Consommation en forte baisse

Depuis 2015, le valproate de sodium ne peut être prescrit aux femmes enceintes ou en âge de procréer qu'en cas d'échec des autres traitements disponibles dont le risque est bien moindre. On observe "une baisse d'utilisation du valproate et de ses dérivés de l'ordre de 30% ces deux dernières années chez les femmes en âge de procréer comparée aux deux années précédentes", relève M. Zureik. "Et nous voulons que cette baisse s'accentue".

Le risque de malformations congénitales majeures [1] est quatre fois plus élevé chez les enfants nés d'une femme traitée par valproate (Dépakine® et autres formes du médicament) pour une épilepsie, par rapport aux enfants non exposés in utero à cette molécule, et deux fois plus élevé lorsqu'elle est traitée par valproate pour troubles bipolaires, selon l'étude.

"Pour les troubles bipolaires, l'arrêt du traitement en début de grossesse est fréquent, plus de trois quarts des traitements par [valproate de sodium] sont stoppés au premier trimestre de la grossesse et par ailleurs l'observance du traitement est bien moins grande", explique M. Zureik. Or, "le risque de malformations majeures est limité aux deux premiers mois de grossesse", précise le Dr Alain Weil (Assurance maladie) co-auteur de l'étude.

Malformations, troubles neurodéveloppementaux : combien de victimes au total ?

Une étude sur ces troubles "neurodéveloppementaux" est attendue pour le second semestre 2017. Le risque que l'enfant naisse avec une malformation est de l'ordre de 10% et le risque de troubles neurodéveloppementaux de 30% à 40%.

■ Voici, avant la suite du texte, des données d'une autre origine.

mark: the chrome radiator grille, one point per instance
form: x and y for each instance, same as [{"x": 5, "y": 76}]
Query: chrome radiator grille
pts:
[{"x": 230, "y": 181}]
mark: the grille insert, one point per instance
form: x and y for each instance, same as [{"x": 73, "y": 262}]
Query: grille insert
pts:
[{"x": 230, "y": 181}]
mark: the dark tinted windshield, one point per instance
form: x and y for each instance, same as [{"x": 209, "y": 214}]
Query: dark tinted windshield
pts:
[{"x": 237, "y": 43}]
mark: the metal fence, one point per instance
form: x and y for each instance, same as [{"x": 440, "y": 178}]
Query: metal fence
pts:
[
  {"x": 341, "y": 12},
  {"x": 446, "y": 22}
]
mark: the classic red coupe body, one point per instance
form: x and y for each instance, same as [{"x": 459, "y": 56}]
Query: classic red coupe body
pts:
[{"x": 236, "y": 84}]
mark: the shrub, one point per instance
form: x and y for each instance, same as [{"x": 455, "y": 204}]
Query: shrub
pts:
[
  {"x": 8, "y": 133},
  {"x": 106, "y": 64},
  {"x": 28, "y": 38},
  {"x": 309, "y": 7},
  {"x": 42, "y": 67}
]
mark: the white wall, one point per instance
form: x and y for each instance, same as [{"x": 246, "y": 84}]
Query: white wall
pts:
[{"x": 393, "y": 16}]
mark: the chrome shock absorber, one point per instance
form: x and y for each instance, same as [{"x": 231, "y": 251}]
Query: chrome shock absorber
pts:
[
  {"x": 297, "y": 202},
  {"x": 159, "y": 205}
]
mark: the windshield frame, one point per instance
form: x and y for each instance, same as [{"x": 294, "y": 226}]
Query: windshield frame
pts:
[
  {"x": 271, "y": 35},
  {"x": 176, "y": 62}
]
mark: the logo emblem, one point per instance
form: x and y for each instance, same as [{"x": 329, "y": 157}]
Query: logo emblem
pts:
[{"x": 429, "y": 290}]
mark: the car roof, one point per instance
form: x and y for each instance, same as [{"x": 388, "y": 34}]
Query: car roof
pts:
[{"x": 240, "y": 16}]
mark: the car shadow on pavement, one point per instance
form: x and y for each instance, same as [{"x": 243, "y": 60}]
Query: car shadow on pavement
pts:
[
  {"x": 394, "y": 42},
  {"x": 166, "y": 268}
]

Catherine Hill, épidémiologiste à l’Institut Gustave-Roussy qui n'a pas participé à l'étude, avait récemment avancé une estimation "prudente" de 14.000 victimes, en retenant l'hypothèse de "40% d'enfants atteints" dans l'ignorance de la fréquence de l'association des deux types de problèmes.

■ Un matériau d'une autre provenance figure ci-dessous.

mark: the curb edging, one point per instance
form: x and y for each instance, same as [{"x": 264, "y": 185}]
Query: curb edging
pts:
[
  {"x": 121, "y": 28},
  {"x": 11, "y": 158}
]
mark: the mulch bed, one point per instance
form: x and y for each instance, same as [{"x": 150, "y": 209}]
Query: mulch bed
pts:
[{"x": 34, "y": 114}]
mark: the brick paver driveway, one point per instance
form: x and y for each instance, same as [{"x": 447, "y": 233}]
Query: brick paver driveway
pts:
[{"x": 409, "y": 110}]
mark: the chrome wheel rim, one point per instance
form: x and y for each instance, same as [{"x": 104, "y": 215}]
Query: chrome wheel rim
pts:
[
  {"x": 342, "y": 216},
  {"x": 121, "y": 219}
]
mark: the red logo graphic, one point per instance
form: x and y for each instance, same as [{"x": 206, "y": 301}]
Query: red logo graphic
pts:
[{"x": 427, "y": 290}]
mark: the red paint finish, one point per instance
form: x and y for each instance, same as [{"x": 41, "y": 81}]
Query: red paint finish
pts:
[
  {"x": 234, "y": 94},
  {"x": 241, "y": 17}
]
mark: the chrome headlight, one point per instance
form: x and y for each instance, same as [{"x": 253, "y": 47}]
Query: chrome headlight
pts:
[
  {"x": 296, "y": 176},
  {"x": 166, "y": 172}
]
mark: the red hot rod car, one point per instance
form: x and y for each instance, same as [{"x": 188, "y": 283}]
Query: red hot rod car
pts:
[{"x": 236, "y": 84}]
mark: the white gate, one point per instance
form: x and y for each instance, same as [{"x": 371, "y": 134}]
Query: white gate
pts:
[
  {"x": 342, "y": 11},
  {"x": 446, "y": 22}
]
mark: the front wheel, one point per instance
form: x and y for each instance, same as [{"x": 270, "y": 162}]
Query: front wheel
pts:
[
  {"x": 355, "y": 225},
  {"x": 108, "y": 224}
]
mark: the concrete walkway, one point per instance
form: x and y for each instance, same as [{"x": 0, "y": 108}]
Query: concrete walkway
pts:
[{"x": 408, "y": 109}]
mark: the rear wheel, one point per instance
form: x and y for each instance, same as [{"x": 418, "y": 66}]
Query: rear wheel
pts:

Plusieurs actions en justice ont été lancées par des familles de victimes et l'association Apesac, qui reprochent à Sanofi de ne pas avoir informé les femmes enceintes.

 


[1] Parmi 26 malformations congénitales majeures étudiées, des anomalies du système nerveux comme le spina bifida (absence de fermeture de la colonne vertébrale) cause de décès et de paralysie, des anomalies cardiovasculaires ou encore des organes génitaux externes sont pointées dans ces travaux.

De 1967 à 2016, entre 64.100 et 100.000 grossesses auraient été exposées au valproate au total, et auraient donné lieu de 41.200 à 75.300 naissances vivantes. Le valproate est commercialisé depuis 1967 pour le traitement de l'épilepsie (sous la marque Depakine® de Sanofi puis sous d'autres marques génériques) et depuis 1977 pour les troubles bipolaires (Dépamide, puis Depakote en 2000).

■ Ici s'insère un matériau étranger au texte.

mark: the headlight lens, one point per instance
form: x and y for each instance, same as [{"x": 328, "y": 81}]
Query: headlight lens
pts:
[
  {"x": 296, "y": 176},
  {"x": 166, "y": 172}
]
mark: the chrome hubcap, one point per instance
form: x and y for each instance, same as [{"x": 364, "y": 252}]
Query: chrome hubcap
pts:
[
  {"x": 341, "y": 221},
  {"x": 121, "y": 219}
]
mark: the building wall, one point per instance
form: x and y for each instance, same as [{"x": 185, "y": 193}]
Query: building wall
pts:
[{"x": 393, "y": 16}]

Le risque de malformations est connu depuis le début des années 1980, notamment le spina bifida, 20 fois plus fréquent parmi les enfants exposés in utero quand la mère est traitée pour épilepsie, selon l'étude. Le risque accru de retards du développement et de troubles de type autistiques a été mis en évidence dans les années 2000.